Mike Leigh enthusiasts will already be wondering how his study of
JMW Turner, perhaps England's most celebrated painter, fits into a canon characterised by improvised studies of ordinary, contemporary lives. The distinctive aesthetic still juts its awkward elbows through the period clothing. Mr Turner is drenched in morose humour. It features the occasional awkwardly broad performance. It has the ease of real life. But, like Topsy Turvy, Leigh's study of Gilbert and Sullivan, the picture does see the old dog stretching some underexploited muscles.
There will be a great deal of deserved superlatives flung at Mr Turner over the next few months. Dick Pope's cinematography references the images in Turner's paintings without ever slipping into cheap impersonation. Gary Yershon's angular orchestral score – like those singular pictures – manages to be both lyrical and mildly avant garde.

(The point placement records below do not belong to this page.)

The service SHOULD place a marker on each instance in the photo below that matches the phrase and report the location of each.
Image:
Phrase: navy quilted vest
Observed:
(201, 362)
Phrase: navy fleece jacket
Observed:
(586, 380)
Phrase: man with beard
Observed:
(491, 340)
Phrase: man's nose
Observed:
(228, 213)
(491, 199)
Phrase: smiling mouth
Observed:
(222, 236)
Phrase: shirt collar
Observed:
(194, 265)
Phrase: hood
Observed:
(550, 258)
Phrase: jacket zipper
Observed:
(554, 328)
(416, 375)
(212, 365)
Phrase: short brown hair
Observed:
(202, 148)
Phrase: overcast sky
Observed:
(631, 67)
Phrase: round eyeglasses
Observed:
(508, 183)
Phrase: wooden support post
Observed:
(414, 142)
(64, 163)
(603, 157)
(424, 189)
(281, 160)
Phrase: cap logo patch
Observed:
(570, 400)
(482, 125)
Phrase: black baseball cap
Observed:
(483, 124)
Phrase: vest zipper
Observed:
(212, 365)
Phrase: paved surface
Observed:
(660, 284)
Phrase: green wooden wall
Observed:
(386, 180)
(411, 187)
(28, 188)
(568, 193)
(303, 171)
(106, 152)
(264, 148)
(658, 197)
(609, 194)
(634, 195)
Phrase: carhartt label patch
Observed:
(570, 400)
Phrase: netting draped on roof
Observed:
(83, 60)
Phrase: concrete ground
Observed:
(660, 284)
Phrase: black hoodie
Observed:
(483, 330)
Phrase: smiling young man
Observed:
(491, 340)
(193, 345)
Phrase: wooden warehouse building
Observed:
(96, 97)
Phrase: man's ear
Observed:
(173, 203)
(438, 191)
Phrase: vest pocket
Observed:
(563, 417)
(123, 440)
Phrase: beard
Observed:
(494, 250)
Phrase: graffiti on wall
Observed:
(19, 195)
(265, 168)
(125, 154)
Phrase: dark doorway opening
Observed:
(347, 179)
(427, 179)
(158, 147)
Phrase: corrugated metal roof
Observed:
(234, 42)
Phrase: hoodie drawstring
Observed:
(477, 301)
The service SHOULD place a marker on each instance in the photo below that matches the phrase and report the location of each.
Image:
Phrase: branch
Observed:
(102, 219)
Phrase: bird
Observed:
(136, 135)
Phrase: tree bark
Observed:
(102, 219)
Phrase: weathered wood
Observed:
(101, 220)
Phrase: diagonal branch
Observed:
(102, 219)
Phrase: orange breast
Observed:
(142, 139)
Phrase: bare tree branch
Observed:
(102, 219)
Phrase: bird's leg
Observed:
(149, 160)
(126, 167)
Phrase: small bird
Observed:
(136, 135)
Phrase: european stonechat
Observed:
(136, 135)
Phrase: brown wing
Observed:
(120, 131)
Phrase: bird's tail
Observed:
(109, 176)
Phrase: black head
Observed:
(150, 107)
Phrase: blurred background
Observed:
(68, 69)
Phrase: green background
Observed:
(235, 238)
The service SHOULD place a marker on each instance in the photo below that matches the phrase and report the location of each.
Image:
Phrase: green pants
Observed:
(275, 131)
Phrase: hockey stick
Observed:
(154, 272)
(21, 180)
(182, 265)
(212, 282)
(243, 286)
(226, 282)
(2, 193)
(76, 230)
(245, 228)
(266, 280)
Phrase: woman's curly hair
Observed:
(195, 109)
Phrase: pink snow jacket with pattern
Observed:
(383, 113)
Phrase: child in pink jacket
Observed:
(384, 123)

But the film is particularly distinguished by a truly stunning performance from Timothy Spall. The word "animalistic" is flung around a great deal when discussing actors. Nothing can, however, quite prepare you for the porcine nature of Spall's Turner. Communicating largely in grating snuffles, he stomps about the studios and galleries as if in search of truffles that no ordinary human could smell. This version of the artist is, in many ways, a frightful specimen. He denies the existence of his wife and daughters, takes casual sexual advantage of his servant and then – as spoiled men will in later years – settles down with a woman foolish enough to show him kindness. The film doesn't excuse him, but its portrayal of those partners as, respectively, shrew, pathetic fool and Dickensian saint is just a little uncomfortable.
Mr Turner deals with the final years of the holy Cockney. Already famous, comfortably off, he begins to feel the critical winds shifting against him as he moves towards something a little like abstraction.
In passing, the film offers a sly comment on the shift from Georgian sensibilities to those of the early Victorian era. In one delightfully acerbic scene, having had his paintings rejected by the new queen herself, Turner issues a particularly savage grunt at the sentimental, overcrowded, kitsch art that now decorates the walls of approved galleries. A man that still seems modern to us now has been left behind by an era that – as the picture notes – was still perfecting the camera and the steam train.
As the establishment turns up its nose, Turner slumps into confusion and ill health. The actor takes full advantage of that challenge to flesh out the working-class hero’s vulnerability. The animal becomes cowed. His snuffles become more desperate. Yet he still manages to leave the world with a defiant declaration of the sanctity of sunlight.
"There is no place for cynicism in the reviewing of art," a particularly pompous version of John Ruskin says in the picture. There was not much of that about on the early raves for Mr Turner at Cannes. It is sure to figure among the prizes in 10 days' time.